Moçambique: Receitas do gás são incertas, diz o CIP
6 de junho de 2017O Governo moçambicano e o consórcio liderado pela ENI oficializaram recentemente o início do processo de produção de gás na área 4 da Bacia do Rovuma. Prevê-se que o Estado arrecade cerca de 16 mil milhões de euros em trinta anos. Mas tudo depende de uma variável: o preço do gás. Entretanto o preço acordado entre a ENI e a BP mantém-se no segredo dos deuses. Sobre o assunto a DW África ouviu Fátima Mimbire do Centro de Integridade Pública (CIP) de Moçambique.
DW África: Restava outra alternativa ao Governo moçambicano?

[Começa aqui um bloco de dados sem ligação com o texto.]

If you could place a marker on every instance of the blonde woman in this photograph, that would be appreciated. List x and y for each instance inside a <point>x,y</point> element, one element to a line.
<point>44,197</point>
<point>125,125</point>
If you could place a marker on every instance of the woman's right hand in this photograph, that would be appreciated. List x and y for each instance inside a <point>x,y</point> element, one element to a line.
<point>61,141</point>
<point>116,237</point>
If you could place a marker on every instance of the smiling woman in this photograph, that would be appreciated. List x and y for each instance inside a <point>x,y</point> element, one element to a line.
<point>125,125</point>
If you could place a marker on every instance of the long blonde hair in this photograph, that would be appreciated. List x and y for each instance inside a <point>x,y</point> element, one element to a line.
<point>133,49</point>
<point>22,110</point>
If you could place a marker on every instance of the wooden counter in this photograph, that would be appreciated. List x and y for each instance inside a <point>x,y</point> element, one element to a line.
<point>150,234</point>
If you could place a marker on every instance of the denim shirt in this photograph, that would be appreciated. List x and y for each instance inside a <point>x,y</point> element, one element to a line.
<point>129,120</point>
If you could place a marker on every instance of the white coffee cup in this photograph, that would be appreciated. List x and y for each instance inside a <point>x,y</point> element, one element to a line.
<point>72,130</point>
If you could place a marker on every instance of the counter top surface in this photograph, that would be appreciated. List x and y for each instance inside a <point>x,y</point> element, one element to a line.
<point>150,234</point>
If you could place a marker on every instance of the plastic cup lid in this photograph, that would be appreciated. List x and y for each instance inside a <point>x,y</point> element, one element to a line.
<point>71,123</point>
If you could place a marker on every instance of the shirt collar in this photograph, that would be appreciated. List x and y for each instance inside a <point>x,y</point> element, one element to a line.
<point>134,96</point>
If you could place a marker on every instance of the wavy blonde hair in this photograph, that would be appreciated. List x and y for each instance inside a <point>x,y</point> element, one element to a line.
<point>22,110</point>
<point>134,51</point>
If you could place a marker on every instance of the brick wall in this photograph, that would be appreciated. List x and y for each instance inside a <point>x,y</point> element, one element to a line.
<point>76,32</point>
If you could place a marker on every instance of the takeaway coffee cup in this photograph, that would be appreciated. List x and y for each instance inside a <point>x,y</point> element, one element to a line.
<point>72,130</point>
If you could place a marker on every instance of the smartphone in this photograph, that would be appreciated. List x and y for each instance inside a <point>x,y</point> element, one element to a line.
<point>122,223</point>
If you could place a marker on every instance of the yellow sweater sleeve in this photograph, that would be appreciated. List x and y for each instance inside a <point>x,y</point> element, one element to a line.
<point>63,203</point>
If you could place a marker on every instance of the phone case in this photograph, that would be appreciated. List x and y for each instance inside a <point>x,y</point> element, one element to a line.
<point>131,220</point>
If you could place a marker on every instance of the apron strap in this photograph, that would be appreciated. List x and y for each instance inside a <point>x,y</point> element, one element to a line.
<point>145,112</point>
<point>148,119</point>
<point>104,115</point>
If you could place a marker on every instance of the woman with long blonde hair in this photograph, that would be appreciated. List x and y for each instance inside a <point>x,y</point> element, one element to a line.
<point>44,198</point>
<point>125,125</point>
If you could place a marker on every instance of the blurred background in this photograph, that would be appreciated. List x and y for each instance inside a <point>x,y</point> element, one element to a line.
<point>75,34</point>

Fátima Mimbire (FM): É preciso notar que o Goveno moçambicano está numa situação bastante sensível em termos negociais. A nível internacional as agências de notação colocam o país no cesto do lixo, o que significa que não tem credibilidade. E estamos a dizer que para o projeto de LNG (Gás natural Liquefeito) as empresas tiveram de ir ao mercado internacional buscar dinheiro e tiveram aceitação de quinze bancos, conforme foi mencionado pelas próprias empresas. E é óbvio que na situação em que o país está para se poder ter acesso ao financiamento para um projeto de grande envergadura como este [é difícil], hoje fala-se em oito biliões mas até o ano passado quando o Governo aprovou o plano falava-se em dez biliões. E quando a empresa no seu comunicado de imprensa, a quando do lançamento do projeto, menciona os acordos de financiamento, fica claro que se estava a dar garantia pública do Governo moçambicano de que as empresas teriam primeiro facilidades para pagar o financiamento antes de pagarem a receita para o Estado.

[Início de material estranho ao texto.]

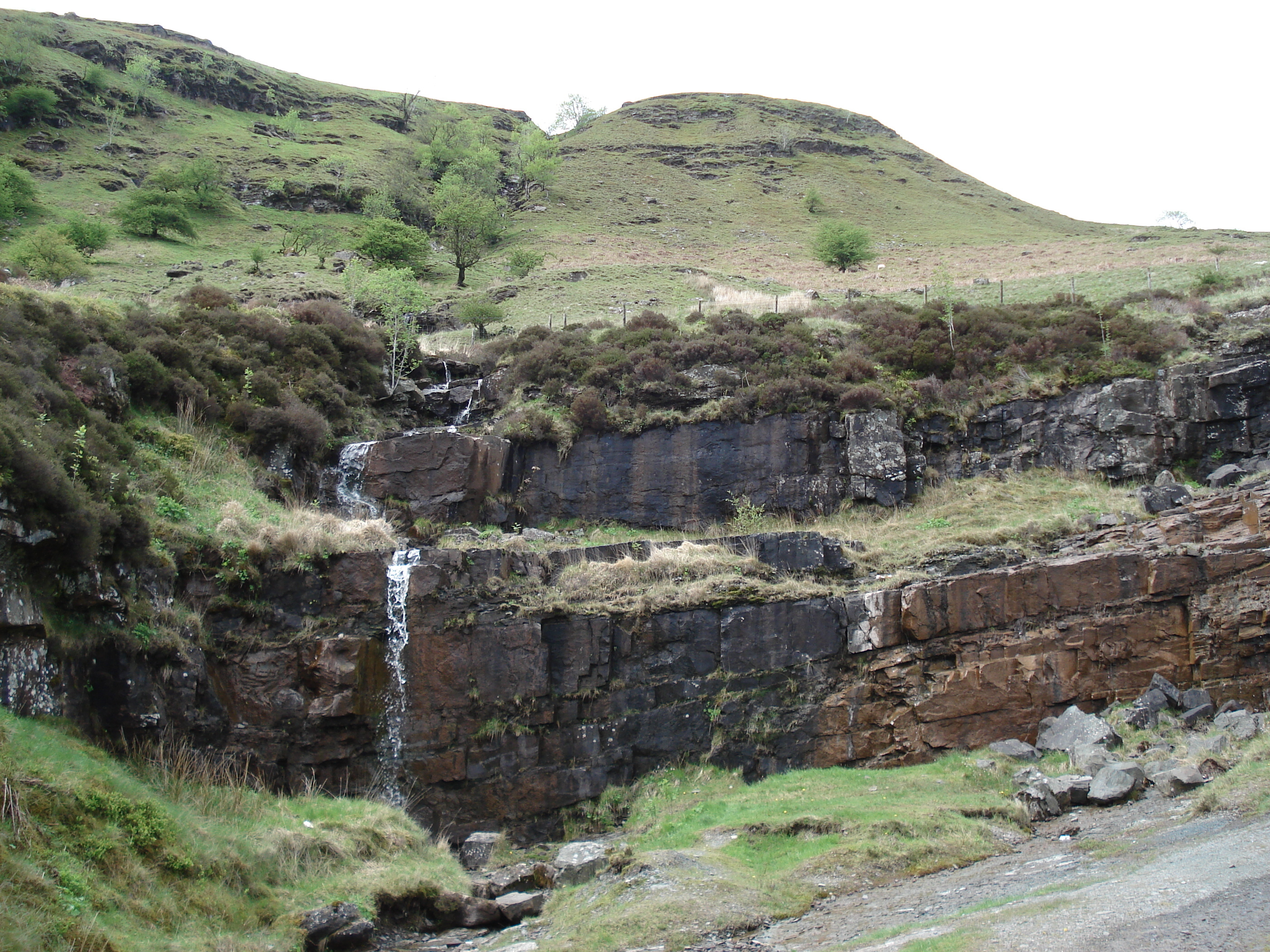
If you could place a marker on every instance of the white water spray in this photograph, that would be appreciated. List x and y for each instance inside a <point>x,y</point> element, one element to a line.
<point>348,490</point>
<point>398,638</point>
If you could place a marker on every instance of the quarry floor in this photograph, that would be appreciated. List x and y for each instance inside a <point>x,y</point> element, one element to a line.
<point>1136,876</point>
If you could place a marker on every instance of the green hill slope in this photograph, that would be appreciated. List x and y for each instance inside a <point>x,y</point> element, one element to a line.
<point>708,182</point>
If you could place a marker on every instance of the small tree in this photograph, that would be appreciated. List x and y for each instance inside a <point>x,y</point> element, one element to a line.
<point>522,261</point>
<point>150,212</point>
<point>535,158</point>
<point>49,257</point>
<point>479,314</point>
<point>840,245</point>
<point>1217,252</point>
<point>576,114</point>
<point>88,235</point>
<point>141,77</point>
<point>30,105</point>
<point>394,244</point>
<point>398,298</point>
<point>17,189</point>
<point>466,223</point>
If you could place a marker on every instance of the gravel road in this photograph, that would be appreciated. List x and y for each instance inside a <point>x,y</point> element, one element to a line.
<point>1138,876</point>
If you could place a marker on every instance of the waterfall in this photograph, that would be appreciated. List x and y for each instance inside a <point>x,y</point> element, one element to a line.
<point>348,490</point>
<point>472,402</point>
<point>398,638</point>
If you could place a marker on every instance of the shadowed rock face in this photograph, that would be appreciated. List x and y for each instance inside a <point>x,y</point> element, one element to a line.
<point>511,718</point>
<point>811,464</point>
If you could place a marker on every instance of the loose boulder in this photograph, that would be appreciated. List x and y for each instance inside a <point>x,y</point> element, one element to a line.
<point>1073,728</point>
<point>1115,783</point>
<point>1169,495</point>
<point>1197,714</point>
<point>326,923</point>
<point>517,906</point>
<point>478,848</point>
<point>1018,749</point>
<point>1039,801</point>
<point>1090,758</point>
<point>1071,790</point>
<point>1194,697</point>
<point>1178,780</point>
<point>578,862</point>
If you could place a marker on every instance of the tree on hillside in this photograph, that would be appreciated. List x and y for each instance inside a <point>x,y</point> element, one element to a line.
<point>398,298</point>
<point>17,191</point>
<point>468,223</point>
<point>576,114</point>
<point>535,159</point>
<point>88,235</point>
<point>150,212</point>
<point>394,244</point>
<point>141,75</point>
<point>479,314</point>
<point>30,105</point>
<point>841,244</point>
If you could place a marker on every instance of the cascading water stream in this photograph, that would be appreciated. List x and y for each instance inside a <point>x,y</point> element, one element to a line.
<point>348,490</point>
<point>398,636</point>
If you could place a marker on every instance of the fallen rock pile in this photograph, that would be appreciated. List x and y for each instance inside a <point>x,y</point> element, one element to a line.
<point>1166,763</point>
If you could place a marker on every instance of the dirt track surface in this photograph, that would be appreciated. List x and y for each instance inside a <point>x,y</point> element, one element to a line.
<point>1138,876</point>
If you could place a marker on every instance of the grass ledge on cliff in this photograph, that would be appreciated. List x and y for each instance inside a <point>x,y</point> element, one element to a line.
<point>170,852</point>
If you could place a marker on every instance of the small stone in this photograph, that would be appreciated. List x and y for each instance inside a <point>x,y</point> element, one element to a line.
<point>354,936</point>
<point>1039,801</point>
<point>1090,758</point>
<point>1015,748</point>
<point>1197,714</point>
<point>578,862</point>
<point>1071,790</point>
<point>1194,697</point>
<point>1178,780</point>
<point>1173,697</point>
<point>1073,727</point>
<point>1226,476</point>
<point>1208,746</point>
<point>478,848</point>
<point>517,906</point>
<point>1115,783</point>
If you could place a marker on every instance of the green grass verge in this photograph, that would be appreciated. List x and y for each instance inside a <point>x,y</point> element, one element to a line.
<point>97,853</point>
<point>713,853</point>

DW África: A partir de quando o país deve começar a usufruir das receitas?
FM: Uma receita que é garantida no início é dos royalties, o imposto de produção. Agora, a maior discussão há-de ser obviamente sobre o IRPC, Imposto sobre o Rendimento de Pessoas Coletivas, e ao nível dos dividendos da participação da ENH (Empresa Nacional de Hidrocarbonetos), sobretudo pela forma como ela vai ter acesso aos financiamentos. É preciso também que o Governo divulgue publicamente os termos em que a ENH negociou para poder ter acesso ao financiamento e também em termos de partilha do próprio gás natural. E é preciso mencionar que o Governo de Moçambique abriu mão da sua parcela do imposto do recebimento do gás natural em espécie e colocou tudo no mesmo pacote de venda. Portanto, o Estado não vai ficar com nenhuma parte, vai vender tudo e receber o dinheiro dessa venda. Mas se olharmos para a lógica de arrecadação de receitas no ciclo de vida de um projeto de gás natural, nos primeiros oito anos as receitas são muito baixas. Só depois começa a haver uma ligeira subida e aos 15 anos são significativas e mantém-se nesse nível. No caso em concreto pode ser que o período [de receitas baixas] não seja só de oito anos, pode ser mais alargado.

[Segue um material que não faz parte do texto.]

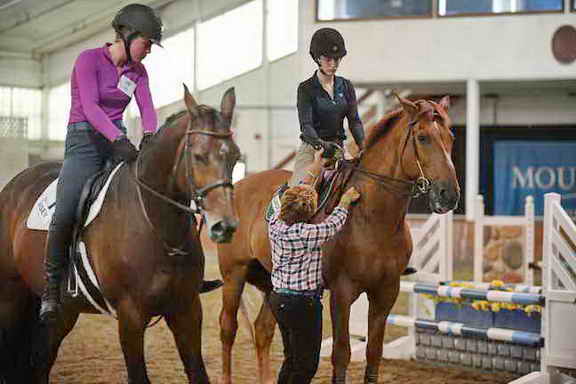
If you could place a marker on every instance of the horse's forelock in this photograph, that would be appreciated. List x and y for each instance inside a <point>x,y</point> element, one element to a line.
<point>382,127</point>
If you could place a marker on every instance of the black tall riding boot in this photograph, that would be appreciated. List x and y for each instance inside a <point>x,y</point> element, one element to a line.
<point>55,263</point>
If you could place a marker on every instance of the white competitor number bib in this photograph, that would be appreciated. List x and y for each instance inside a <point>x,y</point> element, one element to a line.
<point>126,85</point>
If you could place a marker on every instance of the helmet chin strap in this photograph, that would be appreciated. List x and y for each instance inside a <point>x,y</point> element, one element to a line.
<point>127,43</point>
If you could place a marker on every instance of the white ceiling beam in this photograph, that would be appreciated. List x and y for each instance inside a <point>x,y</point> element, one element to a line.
<point>85,28</point>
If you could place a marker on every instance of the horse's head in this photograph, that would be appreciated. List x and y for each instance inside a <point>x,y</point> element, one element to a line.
<point>208,157</point>
<point>426,151</point>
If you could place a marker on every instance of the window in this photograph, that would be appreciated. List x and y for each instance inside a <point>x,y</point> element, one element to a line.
<point>459,7</point>
<point>23,103</point>
<point>371,9</point>
<point>282,28</point>
<point>58,111</point>
<point>230,44</point>
<point>168,68</point>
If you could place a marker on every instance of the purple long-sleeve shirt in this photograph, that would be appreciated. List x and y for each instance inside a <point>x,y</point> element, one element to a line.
<point>96,97</point>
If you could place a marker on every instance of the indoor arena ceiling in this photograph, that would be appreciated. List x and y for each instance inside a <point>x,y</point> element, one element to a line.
<point>500,87</point>
<point>32,28</point>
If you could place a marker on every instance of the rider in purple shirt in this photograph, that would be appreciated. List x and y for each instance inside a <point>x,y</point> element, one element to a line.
<point>103,82</point>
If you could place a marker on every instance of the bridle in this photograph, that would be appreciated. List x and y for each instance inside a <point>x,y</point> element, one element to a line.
<point>197,194</point>
<point>413,189</point>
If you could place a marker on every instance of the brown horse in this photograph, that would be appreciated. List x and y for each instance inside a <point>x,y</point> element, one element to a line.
<point>409,149</point>
<point>144,246</point>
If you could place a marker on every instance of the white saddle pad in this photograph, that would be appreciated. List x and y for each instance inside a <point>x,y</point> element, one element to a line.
<point>43,209</point>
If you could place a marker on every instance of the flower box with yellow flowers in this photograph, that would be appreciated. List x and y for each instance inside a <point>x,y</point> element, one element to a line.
<point>485,314</point>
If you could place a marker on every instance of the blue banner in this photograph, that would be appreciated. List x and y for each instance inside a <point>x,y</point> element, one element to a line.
<point>523,168</point>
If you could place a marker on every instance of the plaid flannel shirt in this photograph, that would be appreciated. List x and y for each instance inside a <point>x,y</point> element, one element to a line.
<point>297,252</point>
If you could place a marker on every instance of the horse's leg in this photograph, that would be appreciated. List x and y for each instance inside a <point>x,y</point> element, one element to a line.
<point>17,322</point>
<point>131,327</point>
<point>186,325</point>
<point>342,295</point>
<point>264,327</point>
<point>231,294</point>
<point>381,303</point>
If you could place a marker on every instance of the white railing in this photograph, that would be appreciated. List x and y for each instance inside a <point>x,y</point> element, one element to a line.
<point>559,288</point>
<point>432,257</point>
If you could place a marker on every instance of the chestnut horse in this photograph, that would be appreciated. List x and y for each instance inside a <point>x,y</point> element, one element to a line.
<point>409,149</point>
<point>144,246</point>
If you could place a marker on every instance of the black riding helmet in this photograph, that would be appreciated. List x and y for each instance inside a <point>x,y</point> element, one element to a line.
<point>137,19</point>
<point>327,42</point>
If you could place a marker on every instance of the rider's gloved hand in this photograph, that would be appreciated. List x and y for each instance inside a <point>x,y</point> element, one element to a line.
<point>350,196</point>
<point>123,150</point>
<point>145,140</point>
<point>330,148</point>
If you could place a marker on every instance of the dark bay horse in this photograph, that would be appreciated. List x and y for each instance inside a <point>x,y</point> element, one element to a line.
<point>409,148</point>
<point>144,247</point>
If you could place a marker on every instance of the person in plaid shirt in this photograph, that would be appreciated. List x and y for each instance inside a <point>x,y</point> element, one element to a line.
<point>297,273</point>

DW África: Falando em transparência, isso é algo que também está a faltar na publicação relativa ao preço de venda do LNG acordado entre a ENI e a BP...
FM: Claramente. O que esperamos, em princípio, é que o preço acordado seja o do mercado. Contudo é preciso salientar que para se poder fazer as projeções de receitas e ganhos para a empresa e para o próprio Estado tem de se considerar o nível de preço. E primeiro, esse nível de preço não sabemos qual é. E o segundo aspeto é: será que a ENI e a BP negociaram um acordo em que se estabelece que o preço de venda do LNG há-de ser o preço de mercado? Se assim for falta transparência. Eles devem dizer-nos publicamente qual é o preço que foi acordado, se vai ser preço de mercado ou fixo, tal como aconteceu com a SASOL, por exemplo. Se for um preço de mercado é mais transparente esse método, mas é preciso ter em conta que dependendo do contexto as previsões feitas de receitas para o Estado podem acontecer aqueles níveis que se prevêm ou não. Portanto, é preciso tornar essa informação pública. E se for preço de mercado penso que não há nada a esconder.